* everyone is laughing at Perle's WaPo piece about Tenet, for obvious reasons. At the end of the piece, Perle is identified as "The writer was chairman of the Defense Policy Board from 2001 to 2003." Fair enough. As far as I know, however, he is still on the board.
* xymphora has a post about the possible suiciding of the DC Madam:
"Using such information to blackmail the Establishment carries with it the huge risk that the embarrassment will simply be suicided. You thus need a second plan to ensure that there is no advantage to murdering the defendant. Setting up an arrangement with a web site published in a safe place like Russia to automatically publish all the names in the event of the ‘suicide’ of the defendant, and letting the existence of this ‘dead man’s switch’ be known to the Establishment, would do the trick."I can only imagine/hope that Sibel has the same sort of insurance. Let's hope all relevant parties are aware of the insurance.
* RObin NIblett on Lehrer (director of Chatham House, a British foreign policy think-tank):
"I think my biggest criticism (of Blair) would be, on the one hand, that he bought so much into a global sense that all terrorism was the same, that Iraq was the same as Afghanistan, that al-Qaida somehow and the terrorists there were the same as the insurgents, or are the same as the insurgents who are operating in Iraq.
And he's still using this blended language, which most Europeans -- and I'd say the Brits, as well -- do not sympathize with or really agree with. So I think that was a fundamental problem, that problem of analysis."
"The sleazy low-rent moralising blood-soaked mountebank scumbag (ahem, blair) is announcing his resignation at noon. Can't help but notice that the assiduous drip-feeding and dragging out of the inevitable has been carefully coordinated to produce the least possible reaction - because the Prime Minister knew it would be street celebrations and antiwar protests the second he finally hit the fucking road. There is, of course, a low chorus building up among Blair's supporters, which includes the phrases "some mistakes", "leaving at a time of his own choosing", "history will be kind", "unprecedented third term" etc. It's remarkable, the latter. The assumption seems to be that if Blair benefited from an anti-Tory animus so stupendous that even the support of a quarter of voters could put him back in power, even when he is deeply unpopular and his policies hated, then that's okay. That miserable fact, with everything it says about the growing unresponsiveness of parliament, is seen as an achievement. Some commentators, some cheeky bastards actually, have the gall to speak of the Prime Minister having pushed 'humanitarianism' to the fore. Oh, to be sure, the PM's lachrymose humanity was much in evidence when he insisted on helping Israel fry up Lebanese council estates. And when British-made weapons are thrust into the hands of terror squads in Colombia, there is always a note attached asking that they be used with kindness. When Blair made his apologetic speech on behalf of Putin's slaughter in Chechnya, I detected moisture in those smarting eyes."

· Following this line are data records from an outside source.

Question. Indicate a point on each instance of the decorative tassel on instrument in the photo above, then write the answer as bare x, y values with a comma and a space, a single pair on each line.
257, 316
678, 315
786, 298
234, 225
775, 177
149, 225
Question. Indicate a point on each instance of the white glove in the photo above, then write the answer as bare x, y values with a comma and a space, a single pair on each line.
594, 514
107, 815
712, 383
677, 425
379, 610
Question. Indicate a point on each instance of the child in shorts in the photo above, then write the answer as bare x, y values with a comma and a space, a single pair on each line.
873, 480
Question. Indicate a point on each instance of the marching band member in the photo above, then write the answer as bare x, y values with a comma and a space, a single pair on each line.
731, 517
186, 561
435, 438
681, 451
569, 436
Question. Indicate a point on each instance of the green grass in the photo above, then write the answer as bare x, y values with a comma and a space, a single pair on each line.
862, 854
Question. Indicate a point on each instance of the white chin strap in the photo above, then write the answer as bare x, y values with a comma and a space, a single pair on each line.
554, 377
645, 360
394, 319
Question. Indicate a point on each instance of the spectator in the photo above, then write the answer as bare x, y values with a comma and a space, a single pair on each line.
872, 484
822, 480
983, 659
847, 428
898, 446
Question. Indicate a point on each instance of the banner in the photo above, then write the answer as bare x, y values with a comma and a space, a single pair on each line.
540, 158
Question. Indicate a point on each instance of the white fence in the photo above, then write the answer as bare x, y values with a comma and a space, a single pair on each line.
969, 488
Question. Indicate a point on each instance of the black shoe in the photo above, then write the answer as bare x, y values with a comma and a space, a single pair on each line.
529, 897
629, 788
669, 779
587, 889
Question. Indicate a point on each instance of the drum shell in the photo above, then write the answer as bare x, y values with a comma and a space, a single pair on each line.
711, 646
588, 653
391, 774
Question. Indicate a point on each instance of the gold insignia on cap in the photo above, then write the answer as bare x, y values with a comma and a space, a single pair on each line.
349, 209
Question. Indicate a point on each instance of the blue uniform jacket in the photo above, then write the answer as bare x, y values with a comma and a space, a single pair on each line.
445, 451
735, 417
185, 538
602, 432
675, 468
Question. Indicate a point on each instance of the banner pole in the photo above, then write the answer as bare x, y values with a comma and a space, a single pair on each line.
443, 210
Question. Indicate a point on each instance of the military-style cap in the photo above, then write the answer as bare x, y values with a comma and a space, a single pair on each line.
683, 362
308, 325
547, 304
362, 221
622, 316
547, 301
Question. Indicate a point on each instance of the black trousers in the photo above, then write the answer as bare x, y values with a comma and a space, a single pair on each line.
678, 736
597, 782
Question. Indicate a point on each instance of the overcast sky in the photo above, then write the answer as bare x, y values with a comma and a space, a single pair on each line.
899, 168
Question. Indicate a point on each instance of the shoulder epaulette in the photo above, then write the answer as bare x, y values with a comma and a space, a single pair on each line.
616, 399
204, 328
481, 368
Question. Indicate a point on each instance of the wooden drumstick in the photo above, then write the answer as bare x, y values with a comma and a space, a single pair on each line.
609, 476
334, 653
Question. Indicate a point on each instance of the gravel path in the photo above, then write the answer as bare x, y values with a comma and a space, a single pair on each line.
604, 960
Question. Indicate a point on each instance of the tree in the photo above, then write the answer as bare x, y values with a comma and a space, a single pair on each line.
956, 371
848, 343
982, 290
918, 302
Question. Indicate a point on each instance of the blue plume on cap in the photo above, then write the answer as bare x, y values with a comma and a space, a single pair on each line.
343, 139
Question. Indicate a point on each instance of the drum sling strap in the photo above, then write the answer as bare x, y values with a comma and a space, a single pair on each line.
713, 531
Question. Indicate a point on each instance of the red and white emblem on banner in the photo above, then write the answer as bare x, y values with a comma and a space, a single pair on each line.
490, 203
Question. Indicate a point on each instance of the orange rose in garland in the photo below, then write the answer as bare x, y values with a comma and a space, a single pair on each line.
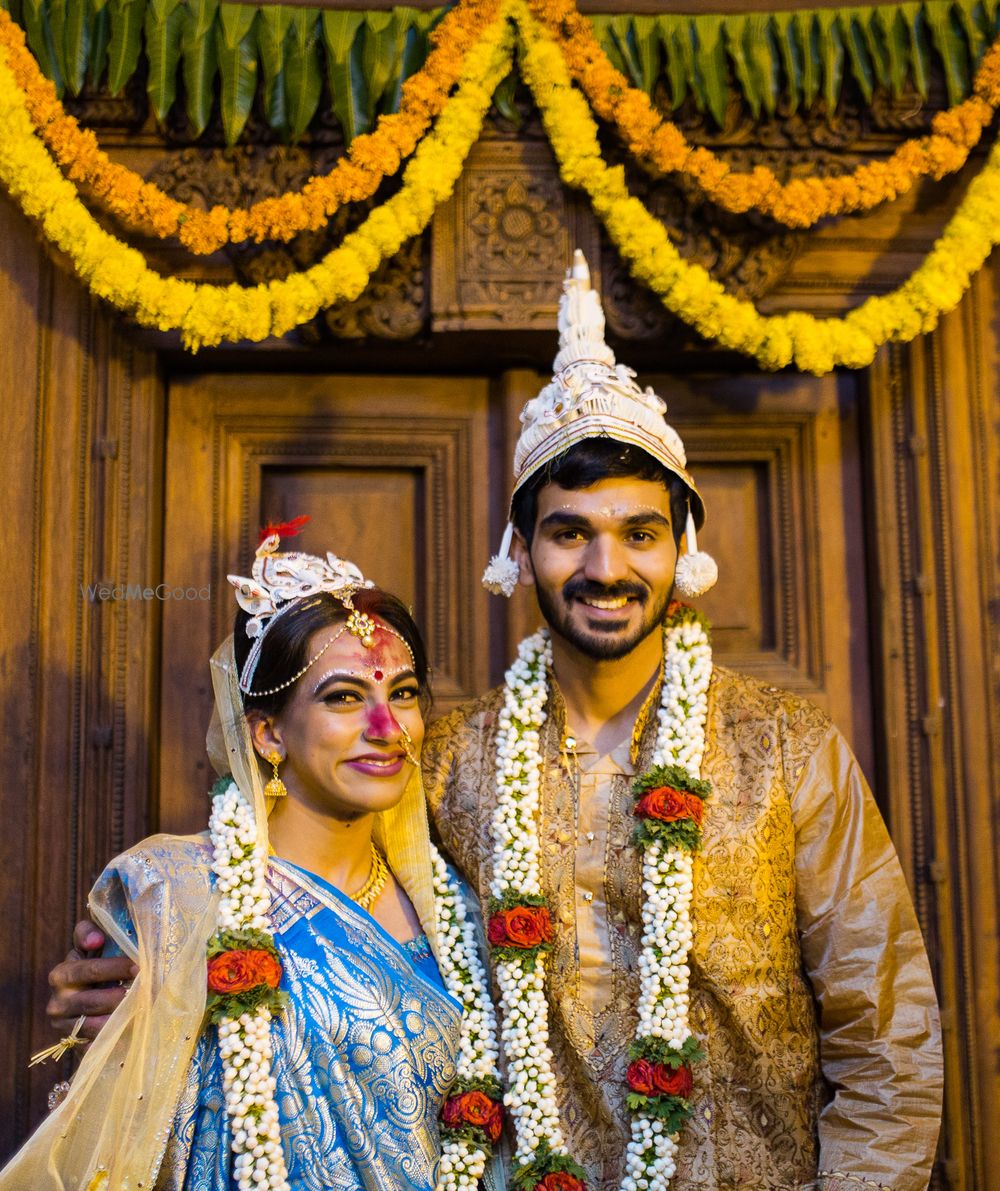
474, 1109
243, 973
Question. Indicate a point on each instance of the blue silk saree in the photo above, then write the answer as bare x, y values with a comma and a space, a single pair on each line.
363, 1054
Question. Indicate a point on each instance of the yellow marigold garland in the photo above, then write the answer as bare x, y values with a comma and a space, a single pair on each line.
688, 291
210, 315
799, 203
142, 205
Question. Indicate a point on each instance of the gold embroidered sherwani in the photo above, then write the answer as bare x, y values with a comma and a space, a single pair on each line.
811, 992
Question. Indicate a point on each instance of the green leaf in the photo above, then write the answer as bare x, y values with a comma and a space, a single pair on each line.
711, 63
919, 54
381, 47
736, 48
273, 25
608, 42
302, 76
805, 31
39, 39
200, 62
951, 47
100, 39
647, 51
76, 44
400, 55
345, 72
237, 49
762, 58
791, 57
57, 27
504, 99
126, 39
163, 24
857, 52
832, 50
897, 47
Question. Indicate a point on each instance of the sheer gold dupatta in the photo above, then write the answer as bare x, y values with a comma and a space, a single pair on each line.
111, 1130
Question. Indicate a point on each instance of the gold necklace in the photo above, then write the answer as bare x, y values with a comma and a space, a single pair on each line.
368, 895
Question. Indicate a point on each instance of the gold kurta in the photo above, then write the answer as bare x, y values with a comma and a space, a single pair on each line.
811, 992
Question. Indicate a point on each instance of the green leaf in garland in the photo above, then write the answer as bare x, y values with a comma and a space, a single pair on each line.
919, 55
163, 25
647, 51
832, 49
608, 42
57, 30
676, 78
736, 48
100, 39
973, 20
897, 43
805, 31
237, 49
762, 58
504, 99
76, 44
273, 25
951, 48
857, 52
620, 27
791, 57
126, 41
344, 70
712, 64
302, 75
402, 23
200, 61
39, 39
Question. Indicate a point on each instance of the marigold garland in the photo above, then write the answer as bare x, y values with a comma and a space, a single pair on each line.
143, 206
207, 313
812, 344
799, 203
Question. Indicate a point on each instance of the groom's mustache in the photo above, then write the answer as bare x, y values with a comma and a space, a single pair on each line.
586, 588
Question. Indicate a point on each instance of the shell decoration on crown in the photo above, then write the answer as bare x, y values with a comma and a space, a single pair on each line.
588, 384
279, 579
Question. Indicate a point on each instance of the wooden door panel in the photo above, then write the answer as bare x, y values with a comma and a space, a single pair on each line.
393, 473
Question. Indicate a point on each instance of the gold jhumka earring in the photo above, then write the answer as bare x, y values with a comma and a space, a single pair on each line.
275, 787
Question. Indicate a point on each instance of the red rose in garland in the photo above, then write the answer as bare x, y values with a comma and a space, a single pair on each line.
475, 1109
639, 1077
239, 971
524, 926
668, 805
673, 1080
558, 1180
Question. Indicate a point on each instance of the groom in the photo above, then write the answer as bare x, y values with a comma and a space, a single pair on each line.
805, 980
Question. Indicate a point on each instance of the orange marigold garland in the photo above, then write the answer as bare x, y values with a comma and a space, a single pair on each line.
799, 203
142, 205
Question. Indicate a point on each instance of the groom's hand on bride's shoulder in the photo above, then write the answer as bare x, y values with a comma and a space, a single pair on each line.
87, 984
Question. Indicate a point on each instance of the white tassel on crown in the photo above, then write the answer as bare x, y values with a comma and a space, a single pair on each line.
592, 397
697, 571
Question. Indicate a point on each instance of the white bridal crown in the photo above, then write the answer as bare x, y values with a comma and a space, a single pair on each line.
592, 397
279, 580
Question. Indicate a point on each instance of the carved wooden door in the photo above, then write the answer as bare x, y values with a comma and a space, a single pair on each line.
408, 476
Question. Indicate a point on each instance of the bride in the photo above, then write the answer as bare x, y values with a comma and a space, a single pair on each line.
311, 1010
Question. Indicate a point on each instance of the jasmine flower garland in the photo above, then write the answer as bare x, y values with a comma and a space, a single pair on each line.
670, 809
244, 971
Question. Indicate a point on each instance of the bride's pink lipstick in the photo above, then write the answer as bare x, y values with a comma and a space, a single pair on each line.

"Murdering journalists is like killing the people they represent, because journalists are the true representatives of a nation and its people. Journalists, are, therefor given safe passage as a matter of policy by all civilized countries. But when the so called leader of the free world targets journalists as a matter of policy, plans to bomb the headquarters of a network, and is allowed to walk free, then there is no freedom to be had, not anywhere, because there is no example and their is no accountability. The fact that two UK government officials have been found guilty for making something this illegal public and UK publications are banned from reporting on the documents requires the public to stand up and all over the world.
Support your journalists people, because that is the last and most sacred front left protecting the people from their government."